La question de la mondialisation et de l'ère de l'information a été choisie pour le FDA inaugural à cause de l'importance que revêt la définition des stratégies qui sont dirigées par et qui appartiennent aux Africains pour traiter avec l'économie mondiale de l'information. Le CEA a longtemps préconisé une autoroute de l'information servant le développement dans le contexte de l'Initiative Société de l'Information en Afrique (AISI) qu'elle est en train d'appliquer aux côtés d'un grand nombre de partenaires.

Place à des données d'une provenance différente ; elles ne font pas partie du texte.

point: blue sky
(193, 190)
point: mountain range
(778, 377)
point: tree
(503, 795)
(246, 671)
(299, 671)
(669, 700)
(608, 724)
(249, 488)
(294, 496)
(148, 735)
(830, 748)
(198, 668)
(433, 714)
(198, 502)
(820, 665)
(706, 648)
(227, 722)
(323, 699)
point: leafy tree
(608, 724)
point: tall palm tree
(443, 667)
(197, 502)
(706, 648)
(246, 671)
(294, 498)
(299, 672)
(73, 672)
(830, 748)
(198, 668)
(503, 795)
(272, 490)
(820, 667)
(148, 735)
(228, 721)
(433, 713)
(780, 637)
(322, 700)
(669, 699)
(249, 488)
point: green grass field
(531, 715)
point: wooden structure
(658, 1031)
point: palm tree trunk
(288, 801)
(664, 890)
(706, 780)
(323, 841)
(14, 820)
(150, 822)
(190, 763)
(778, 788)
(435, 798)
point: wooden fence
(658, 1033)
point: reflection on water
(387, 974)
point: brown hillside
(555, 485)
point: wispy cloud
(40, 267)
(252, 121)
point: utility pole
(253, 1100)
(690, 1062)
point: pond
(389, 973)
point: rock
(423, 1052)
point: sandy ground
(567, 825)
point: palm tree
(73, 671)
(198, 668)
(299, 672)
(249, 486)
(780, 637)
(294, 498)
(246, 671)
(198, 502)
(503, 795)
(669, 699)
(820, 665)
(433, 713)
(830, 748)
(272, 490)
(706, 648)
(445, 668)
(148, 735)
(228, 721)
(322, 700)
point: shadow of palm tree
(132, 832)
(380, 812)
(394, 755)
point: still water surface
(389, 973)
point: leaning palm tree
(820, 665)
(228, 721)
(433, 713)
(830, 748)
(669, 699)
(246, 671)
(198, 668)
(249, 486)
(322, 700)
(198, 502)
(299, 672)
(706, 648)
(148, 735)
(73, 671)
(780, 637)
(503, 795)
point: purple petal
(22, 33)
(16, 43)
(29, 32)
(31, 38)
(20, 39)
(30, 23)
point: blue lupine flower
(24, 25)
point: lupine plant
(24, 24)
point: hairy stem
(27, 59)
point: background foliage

Le forum considérera les quatre thèmes substantifs suivants:

- le renforcement de l'infrastructure de l'information en Afrique - l'Afrique et l'économie de l'information - les technologies de l'information et de la communication au service de la bonne gouvernance - la démocratisation de l'accès à la société de l'information.

Un document de travail sur chacun des quatre thèmes a été préparé par des consultants de la CEA, et seront présentés avant chaque discussion plénier. Le programme a été élaboré pour permettre un dialogue ouvert et une participation absolue.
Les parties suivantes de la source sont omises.